Uncle Tom’s Cabin is a book about slavery whose main character is a middle-aged slave by the name Tom whose unshakable belief in the Christian religion was not destroyed even when faced with death. The intention of the writer is thought to be shunning slavery. Slavery emerges as one of the major themes of the story. Tom, the story’s main character, is presented as a saintly and dignified slave.
Among the themes that are covered in the story is the role of women and is seen in various characters including Emily Shelby, Eliza, Eva, and Cassy. This paper discusses the important role that women play in society as depicted in Uncle Tom’s Cabin. By time this book was published the women’s rights movement had not come to existence. However, the role of women in opposing the evilness of slavery is brought to light through various female characters in the Story. Stowe tends to depict black women to be more courageous than their male counterparts. For example, the courageous decision by Eliza to escape was not for her own good but for fear of losing her only remaining child. The things that mothers can do so that they can protect their children have always seen at the time when the safety and wellbeing of their children are threatened, and this is seen in the decision by Eliza to escape after learning that her masters were planning to sell her son. This is an action that shows that women often show much more courage as compared to men because George, who was Eliza’s husband, did not do anything when it was decided that he was no longer going to work at the factory.

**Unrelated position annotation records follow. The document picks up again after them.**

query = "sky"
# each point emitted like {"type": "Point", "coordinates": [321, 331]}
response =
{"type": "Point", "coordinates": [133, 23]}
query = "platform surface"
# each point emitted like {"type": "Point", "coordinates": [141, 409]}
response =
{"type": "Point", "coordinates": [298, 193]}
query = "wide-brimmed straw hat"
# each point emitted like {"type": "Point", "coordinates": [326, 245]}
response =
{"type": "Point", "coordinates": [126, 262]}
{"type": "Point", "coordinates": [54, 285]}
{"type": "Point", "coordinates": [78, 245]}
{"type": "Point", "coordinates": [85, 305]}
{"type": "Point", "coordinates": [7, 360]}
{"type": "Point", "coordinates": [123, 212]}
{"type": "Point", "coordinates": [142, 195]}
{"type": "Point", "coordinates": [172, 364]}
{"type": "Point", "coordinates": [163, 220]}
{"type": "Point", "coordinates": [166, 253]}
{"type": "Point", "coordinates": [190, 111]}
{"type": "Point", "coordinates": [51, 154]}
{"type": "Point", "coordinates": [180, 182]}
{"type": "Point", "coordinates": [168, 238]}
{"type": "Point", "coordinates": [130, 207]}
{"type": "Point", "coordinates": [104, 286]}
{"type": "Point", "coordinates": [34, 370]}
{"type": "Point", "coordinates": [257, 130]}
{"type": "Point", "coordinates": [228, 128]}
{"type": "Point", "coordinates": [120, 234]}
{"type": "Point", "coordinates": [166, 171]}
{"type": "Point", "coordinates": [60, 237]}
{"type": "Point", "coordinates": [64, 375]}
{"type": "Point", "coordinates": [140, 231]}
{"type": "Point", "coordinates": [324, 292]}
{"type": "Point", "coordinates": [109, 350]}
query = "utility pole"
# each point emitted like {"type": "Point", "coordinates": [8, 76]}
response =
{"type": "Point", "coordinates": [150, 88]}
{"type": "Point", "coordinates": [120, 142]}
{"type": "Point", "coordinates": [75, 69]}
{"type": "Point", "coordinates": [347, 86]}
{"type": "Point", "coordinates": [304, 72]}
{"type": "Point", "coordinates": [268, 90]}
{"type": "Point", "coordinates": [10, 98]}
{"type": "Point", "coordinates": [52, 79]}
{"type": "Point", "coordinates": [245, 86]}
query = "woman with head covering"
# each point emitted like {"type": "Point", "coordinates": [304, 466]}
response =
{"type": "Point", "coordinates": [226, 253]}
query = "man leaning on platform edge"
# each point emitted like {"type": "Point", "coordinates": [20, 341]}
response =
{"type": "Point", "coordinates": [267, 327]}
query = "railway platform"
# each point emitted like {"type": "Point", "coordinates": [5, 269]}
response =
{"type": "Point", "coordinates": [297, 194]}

His new owner said, “You needn’t trouble yourself to talk any longer” (Stowe 13), and that was it. As much as this would be a temporal or permanent separation from his family, he did not do anything after his request to be taken back to the factory was turned down. Uncle Tom’s Cabin shows that women have a special way of caring for and protecting the people that they care about than men are able to.
Men might be physically strong but are not as strong-willed as women when it comes to the protection of their loved ones and the people that they care about. In this story, there are women who have shown strong will when it comes to protecting their loved ones and the people they wish well for. It is not only the black women in this story who are strong-willed but also the white ones. For instance, Emily Shelby proves that she has humanity and is strong-willed in her by distracting those who were pursuing Eliza. To Emily, Eliza’s happiness seemed to be more important than the money that they would have fetched by selling her.
The same cannot be said about George Shelby who was not of the idea that Tom should be sold and only sought to know where Tom was when he was already dying. All he could say was, “O, don’t die! It’ll kill me!” (437). Mothers are also depicted as more passionate patents as compared to fathers in this piece of literature. Mothers in this story, including Eliza seem to be willing to go an extra mile so that they can protect the interests of their children. Prue is even forced into alcoholism after being in a situation of helplessness and letting her child starve to death. In this case, she could not live with her failure as a mother to protect her child. The statement, “you mustn’t tell nobody, Prue, she got drunk agin” (227) is an indication that her alcoholism had become a cause of concern.
It is because of her powerlessness that Prue finds herself in a situation where all she can do is drink because she cannot bear the pain of having to lose her child in such a way. Cassy’s act of killing her child because she could not bear the pain witnessing her final child being handed over to another owner might be a result of a clouded judgment as a result of the psychological torture that she had been subjected to after having to see two of his sons sold to slavery. Despite the fact that Cassy’s action would have been extreme, it is agreeably that it was out of passion. This does not mean that the act of killing her third child is recommendable even in the circumstance she was in. As seen in the novel, “Mrs. Shelby was a woman of high class, both intellectually and morally” (10).
This is seen in her actions. The fact that Emily Shelby was willing to stand for the slaves and convince Mr. Shelby not to sell them is an implication of the role that women can play in defending the interests of other people, especially those who lack the ability to talk for themselves. The fact that she cites the relationships that they had developed with the slaves is an indication that she considered them more than just their belonging. If Emily’s behaviors should be taken as just an example, then it can be argued that women often play the role of a moral campus in situations where men are more likely to base their decisions of logic like in the case of Shelby.
The role of women as moral compasses in society is affirmed by Eva’s final wish, which was that all her father’s slaves be released. It is only St. Clare’s who seems to be different from the other women in the novel because she refuses to fulfill the promise that St. Clare had made to release his slaves and instead decides to sell Tom to Simon Legree.As seen in the evidence that has been presented here, the role of women as mothers and protectors of their children is seen throughout the story. Mothers in this novel seem to be willing to do everything to protect their children.
Even Prue who is unable to protect her child from starvation seems to be incapable of living with herself after such a failure. Women are also seen to play the role of moral compasses for the male people around them. This is seen in the extent to which Emily tried to convince her husband: Arthur Shelby not to sell the slave and the role Mrs. Bird plays in changing St. Clare’s legacy. Either way, Stowe tries to show the role played by women during the slavery period that was not played by men.
Men might have made the majority of the decisions in this novel and the historical period in which the story is set, but the role that women played in bringing change by either acting or influencing the people around them cannot be taken for granted.